The unregulated pet breeding industry is a lose-lose situation for pedigree dogs and Indian dogs alike. Pedigree female dogs are often kept in neglectful conditions while they are bred continually with little regard for their need for affection, while their puppies are weaned at early ages despite the risk of them losing immunity, all so that the mother can be bred again for the next saleable litter.

Meanwhile, inbreeding practices (where dogs from the same family are mated) result in a large number of pedigree puppies growing up to have permanent health issues that cause anguish to them and their owners alike. To compound the problem, breeders cash in on passing fancies such as Siberian huskies (on account of their similarities to the wolves in Game of Thrones), knowing fully well that they cannot cope with our tropical climate.
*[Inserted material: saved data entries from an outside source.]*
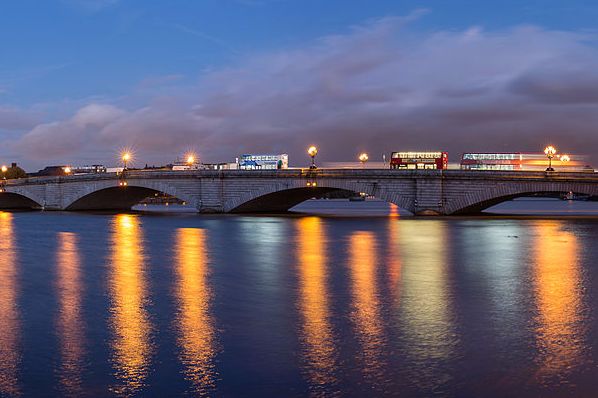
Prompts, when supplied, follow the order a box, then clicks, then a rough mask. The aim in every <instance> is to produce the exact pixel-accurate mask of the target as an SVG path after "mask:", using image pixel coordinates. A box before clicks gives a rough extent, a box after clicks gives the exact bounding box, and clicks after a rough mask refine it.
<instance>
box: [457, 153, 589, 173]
mask: <svg viewBox="0 0 598 398" xmlns="http://www.w3.org/2000/svg"><path fill="white" fill-rule="evenodd" d="M586 161H587V156H584V155H557V156H556V158H555V159H553V160H552V166H553V167H554V168H556V169H557V170H559V171H577V172H582V171H583V172H593V171H594V169H593V168H592V167H591V166H589V165H588V164H587V163H586ZM548 166H549V161H548V159H547V157H546V155H545V154H544V153H525V152H504V153H464V154H463V156H462V157H461V170H502V171H509V170H513V171H517V170H519V171H544V170H546V168H547V167H548Z"/></svg>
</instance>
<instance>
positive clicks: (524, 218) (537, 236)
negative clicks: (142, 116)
mask: <svg viewBox="0 0 598 398" xmlns="http://www.w3.org/2000/svg"><path fill="white" fill-rule="evenodd" d="M553 204H554V203H553ZM525 205H529V203H527V204H525ZM560 205H561V204H559V206H560ZM307 206H309V205H307ZM365 206H372V205H370V204H368V203H367V202H366V204H365ZM521 206H522V205H521V204H518V205H517V206H516V207H518V208H521ZM583 206H586V205H582V208H581V210H579V211H580V212H581V213H583V212H584V211H590V213H591V211H592V209H588V208H583ZM374 207H375V206H374ZM323 208H326V205H322V204H320V205H319V209H320V210H322V209H323ZM569 209H570V208H569ZM300 210H301V209H300ZM304 210H305V208H304ZM511 210H513V209H511ZM326 211H327V210H325V209H324V210H322V211H319V212H320V213H321V212H326ZM376 211H378V212H380V210H379V209H378V210H376ZM511 212H512V211H511ZM399 213H400V212H397V211H395V210H393V208H390V214H382V215H380V214H378V215H375V216H370V217H355V216H354V215H355V214H350V215H351V216H349V217H347V216H335V217H331V216H313V215H301V214H295V215H291V216H272V217H270V216H198V215H195V214H188V213H180V214H140V213H130V214H91V213H51V212H23V213H19V212H17V213H8V212H3V213H0V236H1V240H0V253H1V255H2V259H1V261H0V325H1V327H0V396H20V395H21V396H48V395H61V396H106V395H108V396H110V395H112V396H179V395H185V394H186V395H189V396H218V397H234V396H250V397H251V396H255V397H262V396H276V397H283V396H284V397H292V396H306V395H312V396H331V395H333V396H355V397H363V396H384V395H388V396H393V395H395V396H396V395H400V396H430V395H434V394H436V395H440V396H455V397H467V396H514V395H518V396H557V395H577V396H592V395H593V394H594V392H595V385H596V377H597V376H598V365H597V364H596V359H597V356H598V338H597V333H598V315H597V313H596V310H595V309H596V300H597V293H598V268H597V267H596V265H597V264H596V259H598V245H596V242H597V237H598V219H596V218H594V217H560V216H559V217H543V218H539V217H534V218H522V217H505V216H501V217H477V218H476V217H471V218H428V219H419V218H410V217H403V216H402V215H401V214H399ZM586 215H587V214H586Z"/></svg>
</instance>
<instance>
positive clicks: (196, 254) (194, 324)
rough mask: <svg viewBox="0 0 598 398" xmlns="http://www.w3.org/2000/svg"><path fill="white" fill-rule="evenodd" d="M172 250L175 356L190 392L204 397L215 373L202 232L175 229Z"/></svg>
mask: <svg viewBox="0 0 598 398" xmlns="http://www.w3.org/2000/svg"><path fill="white" fill-rule="evenodd" d="M176 247H177V250H176V256H177V269H176V274H177V288H176V291H177V296H178V301H179V313H178V317H177V323H178V330H179V345H180V348H181V353H180V356H179V357H180V360H181V362H182V363H183V365H184V366H185V370H184V372H185V376H186V378H187V379H188V380H190V381H191V383H192V384H193V389H194V392H195V393H197V394H198V395H207V394H209V393H210V391H212V390H213V389H214V387H215V383H216V377H217V373H216V369H215V366H214V356H215V355H216V341H215V340H216V336H215V332H214V320H213V319H212V315H211V311H210V306H211V297H212V293H211V289H210V285H209V281H208V274H209V268H208V252H207V245H206V231H205V230H202V229H194V228H182V229H179V230H177V236H176Z"/></svg>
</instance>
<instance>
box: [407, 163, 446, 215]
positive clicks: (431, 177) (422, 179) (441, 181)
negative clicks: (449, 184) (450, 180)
mask: <svg viewBox="0 0 598 398" xmlns="http://www.w3.org/2000/svg"><path fill="white" fill-rule="evenodd" d="M442 177H443V176H442V175H437V173H434V175H431V176H429V177H428V178H426V179H416V180H415V200H414V206H413V207H414V209H415V211H414V214H415V215H416V216H442V215H446V214H445V209H444V202H445V198H444V192H443V178H442Z"/></svg>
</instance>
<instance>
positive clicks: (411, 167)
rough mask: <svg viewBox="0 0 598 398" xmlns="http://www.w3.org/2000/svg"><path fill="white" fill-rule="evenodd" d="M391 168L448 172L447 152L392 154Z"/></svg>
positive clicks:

Indian dogs, meanwhile, wait in vain at shelters, only to be joined by their pedigree brethren abandoned by unprepared owners.

Pet Pals was conceptualised by Devika Khazvini, the founder of Cattitude Trust, with the aim of highlighting the hilarious, unforgettable, and inimitable traits of various rescued cats and dogs around the country, so that they might get the homes they deserve.

Since 2008, the column has been sustained by volunteers from informal groups and NGOs who rescue needy animals, send in the best photos of these cats and dogs, and patiently interview potential owners, before giving them for adoption free of cost. Countless Indian animals as well as abandoned pedigree pets have found doting families, who believe that the only meaningful legacy is kindness. As one adopter said during an interview, about her decision to adopt a shelter pet: “We want to teach our son to think about animals… that it’s not important whether they are mixed-breeds or not. Every animal has a soul”.